- Liraglutide inhibited AGEs induced coronary smooth muscle cell phenotypic transition through inhibiting the NF-κB signal pathway.
Liraglutide inhibited AGEs induced coronary smooth muscle cell phenotypic transition through inhibiting the NF-κB signal pathway.
Vascular smooth muscle cell (VSMC) phenotype transition is involved in diabetes-associated cardiovascular diseases. The mechanism of VSMCs phenotypic transition in T2DM was still unclear. Rat coronary artery SMCs were pretreated with liraglutide alone, liraglutide and H89(a PKA inhibitor), neutralizing anti-RAGE antibody or the antioxidant pyrrolidine dithiocarbamate (PDTC; a nuclear factor-κB (NF-κB) inhibitor), followed by treatment with AGE. The morphological change of the SMCs was observed. We also observed the α-actin positive myofilaments and F-actin distribution in SMC through immunofluorescence microscopy. Smooth muscle myosin heavy chain 11(MYH11), α-smooth muscle actin (α-SMA) and myocardin protein expression were detected by Western blot.
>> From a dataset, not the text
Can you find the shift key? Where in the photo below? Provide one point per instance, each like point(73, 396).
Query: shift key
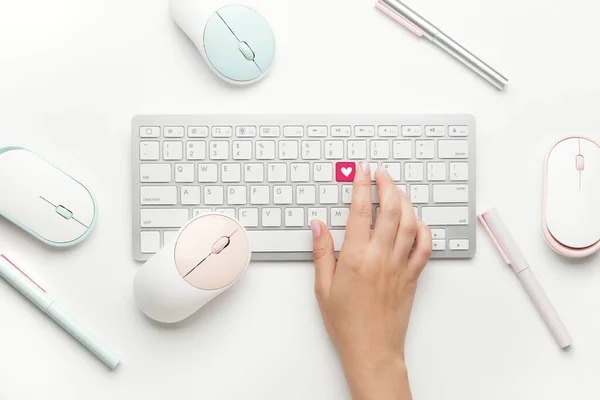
point(163, 218)
point(434, 216)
Collagen I productionS and NF-κB nuclear translocation were also investigated. AGEs induced a transition of SMC from contractile to synthetic phenotype, which was associated with decreased SMC differentiation markers such as α-SMA, MYH11 and myocardin by activating the NF-κB pathway. AGE also increased collagen I production and secretion by SMCs. Liraglutide inhibited AGEs induced SM phenotypic transition and down-regulation of α-SMA, MYH11 and myocardin. Liraglutide also inhibited AGEs induced NF-κB pathway activation and collagen I production. Pretreatment with liraglutide and H89 together did not exhibit this inhibitory effect as mentioned above. Blockade of RAGE in SMCs with neutralizing antibody inhibited AGEs induced phenotypic transition of SMC, and up-regulated α-SMA and MYH11 expression. Liraglutide inhibited AGE induced SMC phenotypic transition, increased SMC contractile markers expression, and decreased collagen production through down-regulation of myocardin, inhibition of NF-κB pathway, and activation of PKA signaling pathway.